The 28-year-old firefighter — who won the Sportsgirl of the Year award in 2005 — won a gold medal in match Class E (65-70kg) at the National Championships, but tested positive for banned substances after an in-competition test conducted by Anti-Doping Singapore (ADS).
She was informed of a possible Anti-Doping rule violation on May 21 and had requested for her “B” sample to be analysed.
Following the confirmation of her “A” sample result, the National Anti-Doping Disciplinary Committee (NADC), a tribunal body independent of ADS and the national sports associations, decided to impose a two-year ban. It means the veteran silat exponent will not be able to participate as athlete or support staff in any sport during this period.
She has also been disqualified from the National Championships, and all results, medals, points and prizes won at the event will be forfeited. The deadline for appeal to the National Anti-Doping Appeals Committee is June 17.
Said ADS Deputy Director Yeo Say Po: “Under the World Anti-Doping Code, the rule of strict liability states that it is ultimately the athlete’s sole responsibility to ensure that anything that they ingest does not contain any prohibited substance.
“This case is a reminder to all athletes to be always mindful of what they consume to avoid falling foul of any anti-doping rule violation.”
When contacted by TODAY, Singapore Silat Federation Chief Executive Officer Sheik Alauddin stressed it was a case of “accidental doping”. “We knew of this a few days ago, and spoke to Saiedah about it,” he said.
“She was sick before the National Championships and her mother went to Geylang or Johor Baru and got her some traditional medicine for her health. Her mother made a mistake.
“Saiedah has been with us for years and has competed at the SEA Games and world championships.

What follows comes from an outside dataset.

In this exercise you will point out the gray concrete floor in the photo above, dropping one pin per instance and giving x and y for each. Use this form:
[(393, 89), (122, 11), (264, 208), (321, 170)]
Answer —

The council is meeting tonight to deliberate ... we are going to appeal to ADS and SSC (Singapore Sports Council) and explain the matter and see how best we can help her.”
While silat athletes are known to lose or gain weight to compete in different weight classes, Sheik stressed that there was no need for Saiedah to consume appetite suppressants.
“She is at a comfortable weight of 68kg at the moment. Her usual weight class is C (55-60kg) and she fought in the E class (65-70kg) at the national championships, so there was no need for her to lose weight,” he said.
A two-time bronze medallist at the SEA Games, Saiedah’s two-year ban could deliver a blow to Singapore silat’s medal chances at the December Games in Naypyidaw, Myanmar.